As a player and then a coach for the Philadelphia 76ers, he was part of two NBA championship teams. Among his numerous career achievements, he was named to the 1966 All-Rookie Team and three All-NBA First Teams. In 1972-73, he was named the Most Valuable Player of the American Basketball Association and he scored 18 points in the ABA All-Star Game.

His list of honors continued in 1986 when he was elected to the Hall of Fame, in 1990 when he was one of the 10 initial inductees to the New York City Basketball Hall of Fame and in 1996, he was named to the NBA 50th Anniversary All-Time Team. He also became an NBA broadcaster on national television and later a part-owner of the Miami Heat.

“When you think about Billy’s life, it is amazing,” former Philadelphia 76er executive and then-Orlando Magic senior executive vice president Pat Williams told New Miami magazine in 1992. “He was a high school superstar. Then he went to North Carolina and was an All-American. He was a No. 1 draft choice. Then an All-Star.

“Then he goes into coaching and, percentage-wise, becomes one of the best ever. He rises to the highest level of broadcasting. Then he enters into the [NBA] expansion pursuit and gets it. It’s unbelievable. I don’t know anything he has done that hasn’t worked. It’s a remarkable life.”

Known as 'The Kangaroo Kid,' Billy Cunningham was a high-flying scorer who won an NBA title as a player and coach with the 76ers.

“He was a competitor,” said Lewis Schaffel, one of Cunningham’s partners in the Miami Heat who grew up with him in Brooklyn. “He would find a way to beat you.”

Billy Cunningham discovered the game after receiving a basketball for his fifth birthday. He ran out of his house and to the hoop at St. Rose of Lima grammar school, three blocks away. “I lived there that summer,” he later recalled. “I can’t put my finger on it exactly, but there was just something about the game. I loved it instantly.”

And he played it constantly. Cunningham became a playground regular, a gym rat, and a high school star, leading Erasmus Hall to the New York City Championship in 1961. He was called “the Kangaroo Kid” for his prodigious leaping ability.

Dean Smith, the new coach at the University of North Carolina, was not as impressed, at least not immediately. The school’s former coach, Frank McGuire, was the one who had recruited Cunningham, which left Smith with a prize recruit he had never seen. When Cunningham got off the bus in Chapel Hill in the fall of 1961, he was all skin and bones, a freckle-faced redhead with a clumsy, pigeon-toed gait.

“Oh my God,” Smith recalled thinking. “How in the world can this kid play ball? He can’t even walk.”

Billy Cunningham tells broadcaster John Andariese about his early success with the 76ers.

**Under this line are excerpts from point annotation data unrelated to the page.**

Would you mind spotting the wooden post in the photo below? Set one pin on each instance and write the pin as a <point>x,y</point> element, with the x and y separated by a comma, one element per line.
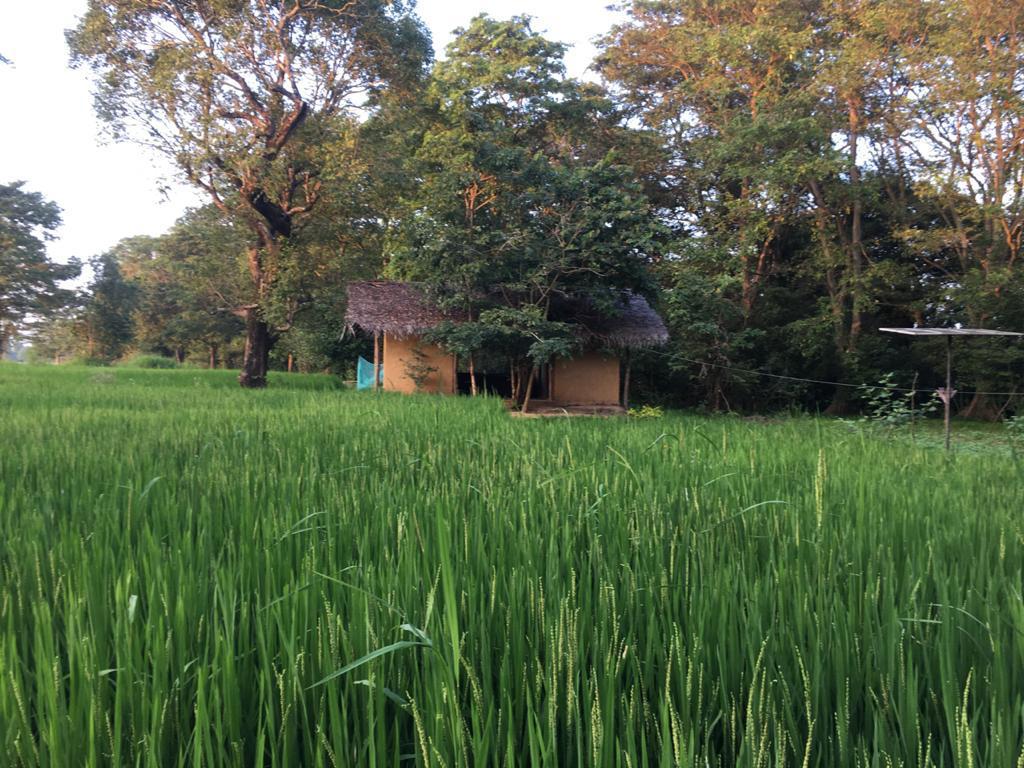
<point>626,381</point>
<point>377,360</point>
<point>529,388</point>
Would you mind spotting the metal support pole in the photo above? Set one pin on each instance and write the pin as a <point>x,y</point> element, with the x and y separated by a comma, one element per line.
<point>949,384</point>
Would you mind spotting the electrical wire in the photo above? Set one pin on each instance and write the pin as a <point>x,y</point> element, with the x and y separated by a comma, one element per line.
<point>734,369</point>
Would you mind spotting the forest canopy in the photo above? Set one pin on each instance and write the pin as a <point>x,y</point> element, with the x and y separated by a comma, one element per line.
<point>780,178</point>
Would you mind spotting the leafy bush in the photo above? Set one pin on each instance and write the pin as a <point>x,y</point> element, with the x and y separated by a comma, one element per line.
<point>148,360</point>
<point>646,412</point>
<point>886,404</point>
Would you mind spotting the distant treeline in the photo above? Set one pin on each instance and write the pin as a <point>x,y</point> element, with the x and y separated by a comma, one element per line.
<point>782,178</point>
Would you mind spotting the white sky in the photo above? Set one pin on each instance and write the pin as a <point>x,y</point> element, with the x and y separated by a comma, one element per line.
<point>50,138</point>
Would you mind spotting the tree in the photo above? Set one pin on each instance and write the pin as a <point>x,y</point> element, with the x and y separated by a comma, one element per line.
<point>965,138</point>
<point>30,283</point>
<point>188,283</point>
<point>521,210</point>
<point>245,97</point>
<point>107,322</point>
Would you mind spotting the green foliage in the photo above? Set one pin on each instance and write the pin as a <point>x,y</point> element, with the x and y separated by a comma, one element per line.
<point>521,205</point>
<point>646,412</point>
<point>887,406</point>
<point>30,283</point>
<point>249,99</point>
<point>107,317</point>
<point>148,360</point>
<point>674,591</point>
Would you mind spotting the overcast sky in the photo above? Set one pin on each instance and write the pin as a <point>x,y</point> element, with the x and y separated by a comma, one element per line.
<point>50,138</point>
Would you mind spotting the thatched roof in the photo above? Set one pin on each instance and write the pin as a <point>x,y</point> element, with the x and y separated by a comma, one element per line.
<point>402,309</point>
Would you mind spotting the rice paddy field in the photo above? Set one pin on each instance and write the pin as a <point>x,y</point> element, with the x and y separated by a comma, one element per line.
<point>196,576</point>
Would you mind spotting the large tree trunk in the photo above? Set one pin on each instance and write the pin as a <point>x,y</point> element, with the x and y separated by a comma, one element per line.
<point>257,354</point>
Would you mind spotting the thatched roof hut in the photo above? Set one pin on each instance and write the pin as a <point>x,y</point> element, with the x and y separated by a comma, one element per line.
<point>402,310</point>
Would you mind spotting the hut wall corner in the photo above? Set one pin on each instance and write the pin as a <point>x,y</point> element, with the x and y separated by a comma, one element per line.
<point>407,357</point>
<point>591,379</point>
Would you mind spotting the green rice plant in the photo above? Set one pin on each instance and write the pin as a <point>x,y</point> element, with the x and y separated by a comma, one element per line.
<point>196,574</point>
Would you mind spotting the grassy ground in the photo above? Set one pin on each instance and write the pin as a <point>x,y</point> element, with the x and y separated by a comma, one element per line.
<point>193,574</point>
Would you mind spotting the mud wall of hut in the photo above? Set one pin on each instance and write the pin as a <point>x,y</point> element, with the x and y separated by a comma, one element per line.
<point>591,379</point>
<point>407,358</point>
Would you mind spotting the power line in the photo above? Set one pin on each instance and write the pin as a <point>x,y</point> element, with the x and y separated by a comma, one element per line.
<point>816,381</point>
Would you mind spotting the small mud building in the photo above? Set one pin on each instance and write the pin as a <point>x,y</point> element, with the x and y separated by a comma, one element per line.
<point>400,313</point>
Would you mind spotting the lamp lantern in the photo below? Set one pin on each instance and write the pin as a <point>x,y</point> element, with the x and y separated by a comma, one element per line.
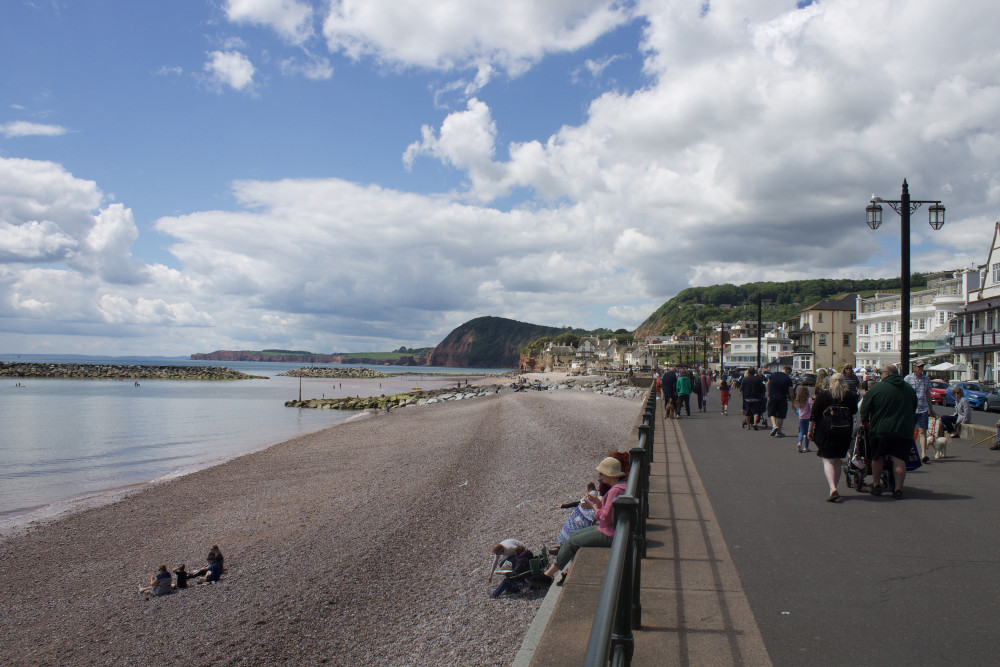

Not only could he walk, but he was also an All-ACC selection three times and a two-time All-American. The Philadelphia 76ers selected Cunningham in the first round of the 1965 NBA Draft, figuring the 6-foot-6 bony and mobile player would be a guard. In the exhibition season he was assigned to bring the ball up the court against Boston’s K.C. Jones, a noted defensive terror. “It looked like the half-court line was around a mile and a half away,” Cunningham said.

Philadelphia switched Cunningham to small forward, a position that allowed him to use his tenacity and jumping ability around the boards. As a rookie in 1965-66, he pulled down 7.5 rpg, scored 14.3 ppg and was named to the NBA All-Rookie Team.

As Cunningham was adjusting to the professional game, the 76ers were becoming a powerhouse. Midway through the previous season the club had acquired Wilt Chamberlain from the San Francisco Warriors, and in his first full campaign with the Sixers, he helped them to the Eastern Division title. In the division finals, however, Philadelphia fell to Boston.

In 1966-67, the 76ers dominated the NBA. They annihilated the opposition all season and finished with a 68-13 record. Then they took out Boston in the Eastern Division finals San Francisco in the NBA Finals. That Sixers team has since been hailed as the greatest ever assembled. It was so good that Cunningham, a future Hall of Famer, came off the bench. As a rebounder and jump shooter he averaged 18.5 ppg and 7.3 rpg.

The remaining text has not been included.